Ketakutan yang maya menghadirkan ketakutan yang terlihat nyata.
Dalam bahasa latin, "dementor" berasal dari kata kerja "demento" yang bermakna kengerian alias ketakutan. Itulah, mungkin, yang membuat visualisasi sosok dementor tampak separuh nyata separuh maya. Sosok hitam menggantung di atas tanah, seperti ketakutan kita yang terus mengitari akal sehat dan membekap hati.
Dementor tak pernah orang lain, dia adalah diri kita sendiri. Kita sendirilah yang sebetulnya lebih sering mengisap mimpi dan kesempatan yang hadir di depan mata. Karena apa? Bisa jadi karena tak cukup bernyali untuk mengakui dari mana semua prahara berasal. Kita lebih memilih untuk memunculkan dementor-dementor dari dalam kepala kita, menjajarkannya di hadapan dan mulai bersikap seolah dementorlah yang menyesap habis kedamaian dan kebahagiaan kita. Kita bahkan tanpa sadar menyeret dementor itu ke depan mata sang pihak kedua, kemudian mulai membacakan daftar kesalahan sang dementor sebagai tertuduh utama prahara antara kita dengan sang pihak kedua.
Lengkap sudahlah ritual kita sebagai "necromancer", peniup napas kehidupan bagi sang dementor.
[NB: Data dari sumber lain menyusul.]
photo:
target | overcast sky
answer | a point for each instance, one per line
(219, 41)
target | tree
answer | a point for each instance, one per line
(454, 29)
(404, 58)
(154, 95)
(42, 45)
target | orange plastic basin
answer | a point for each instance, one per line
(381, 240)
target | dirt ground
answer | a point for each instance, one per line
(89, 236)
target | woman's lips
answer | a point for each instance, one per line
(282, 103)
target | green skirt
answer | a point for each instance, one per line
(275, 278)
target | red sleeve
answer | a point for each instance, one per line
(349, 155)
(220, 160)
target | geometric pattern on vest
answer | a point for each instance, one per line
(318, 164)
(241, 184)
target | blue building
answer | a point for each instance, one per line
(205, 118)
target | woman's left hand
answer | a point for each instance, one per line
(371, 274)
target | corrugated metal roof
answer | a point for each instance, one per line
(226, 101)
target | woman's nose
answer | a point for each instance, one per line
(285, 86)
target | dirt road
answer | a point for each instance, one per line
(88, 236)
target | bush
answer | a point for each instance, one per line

Tanpa kita sadar, secabik jiwa kita ikut menjadi korban. Jalan terang di hadapan memburam. Mimpi-mimpi yang sebelumnya mulai terang, meredup.
Kita menggelapi sendiri jalan takdir kita yang sudah dibuka semesta.
Kita pasti ingat, Harry Potter dilatih membuat "patronus" untuk "memerangi" para dementor. Apakah berupa senjata fisik? Sekawanan prajurit? Tidak. Berupa ingatan paling bercahaya dalam diri kita. Apalagi yang bisa mengalahkan stigma selain kesadaran?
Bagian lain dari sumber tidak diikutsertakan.